Une situation qui peut vite peser et affecter de jeunes professionnels qui ne voient pas de perspectives d’avenir. C’est le cas pour Stéphanie Casarin, journaliste à Telebielingue, qui malgré une formation de journaliste RP et le passage par la case stage est encore dans une situation précaire de pigiste, dans une rédaction formée de nombreux stagiaires.
Vidéo: Malgré des stages et une formation, Stéphanie Casarin reste dans une situation précaire
Députée socialiste au Grand Conseil à Genève et membre de la commission sur l’enseignement supérieur, Caroline Marti constate que « ces dernières années, l’augmentation du nombre de stages est très conséquente, surtout après une formation. Les jeunes diplômés doivent souvent enchaîner les stages avant de pouvoir trouver un emploi fixe. » Elle dénonce un système qui tend à se substituer aux premiers emplois et en devient de l’exploitation.
Des chiffres lacunaires
Quelle est l’ampleur du phénomène ? Difficile à mesurer. L’Office fédéral de la statistique recense uniquement les stagiaires rémunérés. Entre 2004 et 2014, leur nombre a doublé pour atteindre 1,4% des personnes salariées en Suisse. Quant aux stagiaires non rémunérés, ils n’existent tout simplement pas dans les statistiques.
Dans les faits, sur le moteur de recherche pour les offres d’emploi Indeed, les stages représentent près de 5% des postes en janvier, répartis sur l’ensemble des milieux économiques. Dans certains domaines, les stagiaires représentent près d’un tiers des employés. C’est particulièrement le cas dans les milieux associatifs ou humanitaires. Sur le site Cinfo, qui met en ligne des offres d’emploi dans la coopération au développement et l’aide humanitaire, les stages représentent près d’un tiers des offres en janvier.

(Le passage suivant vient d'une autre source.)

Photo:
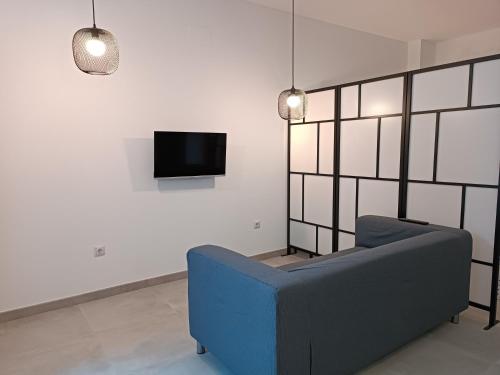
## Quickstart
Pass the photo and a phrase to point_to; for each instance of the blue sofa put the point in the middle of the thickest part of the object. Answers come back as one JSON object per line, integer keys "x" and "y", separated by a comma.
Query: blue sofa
{"x": 334, "y": 314}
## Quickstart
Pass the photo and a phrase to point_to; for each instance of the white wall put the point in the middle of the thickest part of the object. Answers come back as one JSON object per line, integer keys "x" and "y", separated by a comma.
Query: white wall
{"x": 76, "y": 150}
{"x": 468, "y": 46}
{"x": 424, "y": 53}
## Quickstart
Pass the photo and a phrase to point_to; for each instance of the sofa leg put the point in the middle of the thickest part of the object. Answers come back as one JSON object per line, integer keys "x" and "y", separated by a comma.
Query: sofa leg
{"x": 200, "y": 349}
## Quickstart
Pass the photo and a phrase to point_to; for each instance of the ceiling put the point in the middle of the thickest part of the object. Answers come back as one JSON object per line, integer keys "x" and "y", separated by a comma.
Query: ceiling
{"x": 404, "y": 20}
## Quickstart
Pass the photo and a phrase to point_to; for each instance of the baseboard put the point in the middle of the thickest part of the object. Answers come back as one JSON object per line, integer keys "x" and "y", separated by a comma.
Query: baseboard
{"x": 108, "y": 292}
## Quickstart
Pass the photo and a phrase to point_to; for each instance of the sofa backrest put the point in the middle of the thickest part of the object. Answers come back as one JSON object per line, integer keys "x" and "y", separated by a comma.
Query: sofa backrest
{"x": 360, "y": 307}
{"x": 374, "y": 231}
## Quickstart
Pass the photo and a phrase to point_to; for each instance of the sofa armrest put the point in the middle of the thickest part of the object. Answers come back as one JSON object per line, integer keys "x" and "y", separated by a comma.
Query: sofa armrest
{"x": 233, "y": 308}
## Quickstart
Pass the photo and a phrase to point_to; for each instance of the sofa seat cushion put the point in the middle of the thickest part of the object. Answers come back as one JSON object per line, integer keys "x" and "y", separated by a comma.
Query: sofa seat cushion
{"x": 296, "y": 265}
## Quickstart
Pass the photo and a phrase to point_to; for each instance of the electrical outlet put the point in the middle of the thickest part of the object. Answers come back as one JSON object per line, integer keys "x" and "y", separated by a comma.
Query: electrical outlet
{"x": 99, "y": 251}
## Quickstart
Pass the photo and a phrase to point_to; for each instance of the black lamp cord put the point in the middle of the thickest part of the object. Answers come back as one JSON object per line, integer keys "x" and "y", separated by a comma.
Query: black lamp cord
{"x": 93, "y": 13}
{"x": 293, "y": 44}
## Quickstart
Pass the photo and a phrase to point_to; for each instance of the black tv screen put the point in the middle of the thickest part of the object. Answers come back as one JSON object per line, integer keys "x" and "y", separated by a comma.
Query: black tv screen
{"x": 182, "y": 154}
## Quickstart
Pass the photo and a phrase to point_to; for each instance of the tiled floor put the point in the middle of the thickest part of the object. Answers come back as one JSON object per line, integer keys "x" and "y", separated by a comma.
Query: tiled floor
{"x": 145, "y": 332}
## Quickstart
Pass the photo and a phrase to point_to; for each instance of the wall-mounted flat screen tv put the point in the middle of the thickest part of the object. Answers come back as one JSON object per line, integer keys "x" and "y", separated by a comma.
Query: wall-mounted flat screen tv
{"x": 183, "y": 154}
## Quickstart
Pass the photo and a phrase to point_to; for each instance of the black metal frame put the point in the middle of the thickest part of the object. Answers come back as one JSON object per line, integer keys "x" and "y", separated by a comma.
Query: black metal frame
{"x": 403, "y": 180}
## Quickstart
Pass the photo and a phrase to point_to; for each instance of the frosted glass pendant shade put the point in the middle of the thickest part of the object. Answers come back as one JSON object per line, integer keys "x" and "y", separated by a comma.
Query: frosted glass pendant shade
{"x": 96, "y": 51}
{"x": 292, "y": 104}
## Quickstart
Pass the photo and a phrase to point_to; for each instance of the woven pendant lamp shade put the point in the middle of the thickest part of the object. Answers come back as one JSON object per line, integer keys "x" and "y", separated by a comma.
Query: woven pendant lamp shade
{"x": 96, "y": 51}
{"x": 292, "y": 104}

Les chiffres officiels du stage en Suisse, comparés à la réalité du marché:
Bien souvent, aucune rémunération n’est offerte pour les stagiaires. Si toutefois il y en a une, elle dépasse rarement les 2000 francs par mois.
Le milieu de la culture est aussi particulièrement touché, étant donné que les fonds y sont souvent limités et que de nombreuses institutions dépendent de subventions. A Lausanne, le Béjart Ballet complète son équipe de communication avec une stagiaire, payée 1000 francs par mois. Le directeur exécutif du Ballet Bejart, Jean Ellgas, explique que sont institution ne peut « pas offrir plus » , mais souligne que c’est déjà mieux que beaucoup d’institutions qui ne payent pas du tout.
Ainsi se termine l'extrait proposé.